[fpc-devel] x86_64 question
J. Gareth Moreton
gareth at moreton-family.com
Fri Oct 16 05:14:03 CEST 2020
I've simplified my test as much as I can, and hopefully I have something
that properly tests whether TEST has a false dependency or not. I'm
willing to admit that I may have been mistaken and the slowdown was
caused by something else.
The test functions effectively do a population count on the lowest 8
bits of a 32-bit integer... very inefficiently by calling TEST on each
of the 8 bits in turn and adding to a running total! I also have a
handful of versions that call POPCNT for comparison (needless to say it
wipes the floor with the TEST versions).
The program appears to run correctly on Win64 and Linux64, although I
can't vouch for the performance on Linux because of the overhead caused
by my copy being on a virtual machine. The program does some extensive
error checking on the results generated, and so far they haven't thrown
Let me know how it goes.
Gareth aka. Kit
On 05/10/2020 14:39, Nikolay Nikolov via fpc-devel wrote:
> On 10/4/20 2:01 PM, J. Gareth Moreton via fpc-devel wrote:
>> Hi Nikolay,
>> I've got some good code to test, but I need to double-check with
>> someone to see if the licensing agreements allow (the code is rather
>> complex, but showcases the effect of the TEST instructions quite
>> Is your platform a Windows or a Unix machine? I ask because I don't
>> want to send you functions that use the wrong calling convention!
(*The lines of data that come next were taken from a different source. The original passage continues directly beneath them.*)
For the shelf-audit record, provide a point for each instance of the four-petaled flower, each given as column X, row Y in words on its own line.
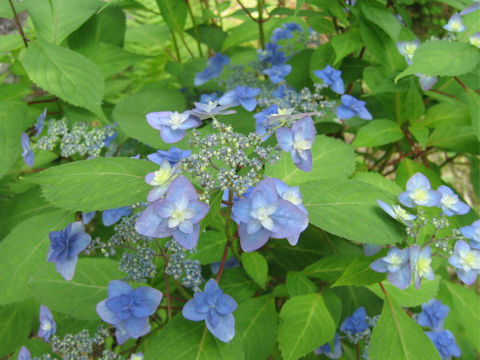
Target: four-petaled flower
column 466, row 261
column 216, row 308
column 433, row 314
column 331, row 77
column 419, row 192
column 351, row 106
column 265, row 215
column 173, row 125
column 420, row 260
column 450, row 204
column 65, row 245
column 242, row 95
column 128, row 309
column 298, row 142
column 178, row 214
column 397, row 266
column 48, row 326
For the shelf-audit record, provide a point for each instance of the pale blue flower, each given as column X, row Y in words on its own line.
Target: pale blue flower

> I dual boot Linux and Windows, but prefer testing on Linux.
> Best regards,
>> Gareth aka. Kit
>> On 02/10/2020 14:13, Nikolay Nikolov via fpc-devel wrote:
>>> On 10/2/20 2:13 PM, J. Gareth Moreton via fpc-devel wrote:
>>>> Confirmed my suspicions. if I zero the upper bits of the register
>>>> (I used something akin to "AND RCX, $F"), there is no speed loss.
>>>> Therefore, I can make the hypothesis, on my Intel(R) Core(TM)
>>>> i7-10750H, that using TEST on a sub-register causes a false
>>>> dependency if the bits outside of the subset are not zero, even
>>>> though the register isn't being modified.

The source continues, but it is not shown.